Wird zu häufig operiert? |
Christina Hohmann-Jeddi |
01.12.2022 14:00 Uhr |
Knotige Veränderungen an der Schilddrüse lassen sich bei fast jedem zweiten Erwachsenen in Deutschland finden. / Foto: Getty Images/Doucefleur
Fast jeder zweite Erwachsene in Deutschland hat knotige Veränderungen seiner Schilddrüse. Darauf weist die Deutsche Gesellschaft für Endokrinologie (DGE) in einer Mitteilung hin. Ein Grund hierfür ist der in Deutschland verbreitete Iodmangel.
Bei Anzeichen auf eine Krebserkrankung oder starker Vergrößerung der Drüse kann sie vorsorglich operiert werden. Bislang ging man davon aus, dass etwa 15 Prozent der Schilddrüsenknoten bösartig sind oder entarten können. Jetzt zeigt eine deutsche Langzeituntersuchung, dass der Prozentsatz wohl deutlich geringer ist.
Eine Arbeitsgruppe um Professor Dr. Martin Grußendorf von der Universitätsklinik Düsseldorf hatte in den Jahren zwischen 1989 und 2013 in einem endokrinologischen Zentrum 17.592 Patientinnen und Patienten mit Schilddrüsenknoten von mehr als 1 cm Durchmesser untersucht. 1904 von ihnen wurden operiert und 6731 länger als ein Jahr nachverfolgt (davon 1165 länger als zehn Jahre und bis zu 23 Jahren).
Bei 155 Patientinnen und Patienten konnten im Jahr nach der Erstvorstellung Malignome histologisch nachgewiesen werden, bei weiteren 25 wurde ein Malignom in den Jahren zwei bis fünf entdeckt und bei weiteren neun in den Jahren sechs bis zehn. Danach wurden bis 23 Jahre nach Erstdiagnose der Knoten keine weiteren bösartigen Veränderungen festgestellt. Insgesamt diagnostizierten Ärztinnen und Ärzte bei 189 Patienten Schilddrüsenkrebs. Dies entspricht einer Malignitätsrate von 1,1 Prozent, berichtet das Team im »European Thyroid Journal«.
Die Daten bestätigen Zahlen des Robert-Koch-Instituts zur Häufigkeit von Schilddrüsenkrebs. Dort wurden in 25 Jahren bundesweit 103.300 Fälle erfasst. »Die daraus abgeleitete Krebsrate von Knoten der Schilddrüse liegt bei etwa 1 Prozent und damit bei nur circa einem Zehntel der in den Leitlinien angegebenen Rate«, sagt Grußendorff in der Mitteilung.

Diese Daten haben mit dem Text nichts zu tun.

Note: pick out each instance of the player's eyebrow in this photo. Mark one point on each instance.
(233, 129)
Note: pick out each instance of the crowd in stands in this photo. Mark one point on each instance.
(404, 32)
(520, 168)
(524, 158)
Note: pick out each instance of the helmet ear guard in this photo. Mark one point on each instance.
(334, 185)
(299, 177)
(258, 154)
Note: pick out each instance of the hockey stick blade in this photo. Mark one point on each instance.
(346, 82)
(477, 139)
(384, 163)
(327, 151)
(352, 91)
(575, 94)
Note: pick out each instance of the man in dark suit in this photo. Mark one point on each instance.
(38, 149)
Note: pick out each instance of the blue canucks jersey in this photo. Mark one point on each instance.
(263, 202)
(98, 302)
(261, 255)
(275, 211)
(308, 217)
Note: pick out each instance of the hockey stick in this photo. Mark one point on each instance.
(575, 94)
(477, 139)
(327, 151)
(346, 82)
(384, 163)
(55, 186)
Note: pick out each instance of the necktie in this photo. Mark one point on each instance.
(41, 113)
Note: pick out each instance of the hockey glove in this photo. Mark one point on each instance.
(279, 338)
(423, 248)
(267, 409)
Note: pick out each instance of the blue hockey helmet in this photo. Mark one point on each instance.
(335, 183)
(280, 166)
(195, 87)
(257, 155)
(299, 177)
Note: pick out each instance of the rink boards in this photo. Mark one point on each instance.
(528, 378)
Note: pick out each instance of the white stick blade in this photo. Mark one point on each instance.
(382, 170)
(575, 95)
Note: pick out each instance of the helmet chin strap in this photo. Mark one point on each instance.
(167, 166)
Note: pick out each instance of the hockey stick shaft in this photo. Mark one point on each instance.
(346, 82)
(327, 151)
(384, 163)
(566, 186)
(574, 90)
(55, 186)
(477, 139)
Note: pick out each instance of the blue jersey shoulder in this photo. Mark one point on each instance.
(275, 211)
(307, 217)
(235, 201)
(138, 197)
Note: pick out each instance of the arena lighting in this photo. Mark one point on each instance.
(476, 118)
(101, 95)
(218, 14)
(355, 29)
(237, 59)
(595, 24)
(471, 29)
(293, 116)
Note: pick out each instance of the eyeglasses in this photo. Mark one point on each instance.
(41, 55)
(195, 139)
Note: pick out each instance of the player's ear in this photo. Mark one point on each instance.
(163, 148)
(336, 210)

»Diese neuen Zahlen sollten in die Risikoabschätzung beim Umgang mit den Knoten einfließen, insbesondere auch was die OP-Entscheidung angeht«, so Grußendorf. Das fordert auch die DGE. Momentan werden in Deutschland jährlich rund 56.000 Schilddrüsenoperationen durchgeführt. »Das sind circa 70 Operationen pro 100.000 Einwohner. Im europäischen Durchschnitt liegen die Zahlen jedoch mit 47 Operationen pro 100.000 Einwohner deutlich niedriger.«
Deutschland ist bekanntermaßen ein Iodmangelgebiet. Um Überdiagnostik und Übertherapie zu vermeiden, sollte hier laut der DGE auf ein routinemäßiges Ultraschall-Screening der Schilddrüse verzichtet werden, wenn keine Hinweise auf eine Schilddrüsenerkrankung vorliegen. Wird ein Knoten mit einem Durchmesser von mehr als 1 cm nachgewiesen, sollte zunächst eine Sonografie mit einer standardisierten Befundung nach TIRADS (Thyroid Imaging And Reporting System) erfolgen.
Außerdem rät die Fachgesellschaft, im Blut den TSH-Wert zu bestimmen. Weicht er von der Norm ab, sollten im nächsten Schritt zusätzlich die Schilddrüsenhormone fT4 und fT3 gemessen werden. »Ebenso empfehlen wir die Bestimmung des Calcitonin-Wertes«, so der Experte. Dadurch könnten die in etwa 0,5 Prozent der Fälle auftretenden sogenannten C-Zell-Karzinome frühzeitig entdeckt werden.
Hat man sich entschieden, den Knoten zu beobachten, sollte man ihn nach sechs bis zwölf Monaten erneut per Ultraschall kontrollieren und bei weiterhin unauffälligem Befund eine weitere Nachkontrolle nach zwei bis drei Jahren durchführen. »Da bei initial unauffälligen Schilddrüsenknoten danach nur noch sehr wenige Malignome auftreten, muss der Stellenwert einer langjährigen Nachsorge jedoch kritisch hinterfragt werden«, ergänzt Grußendorf.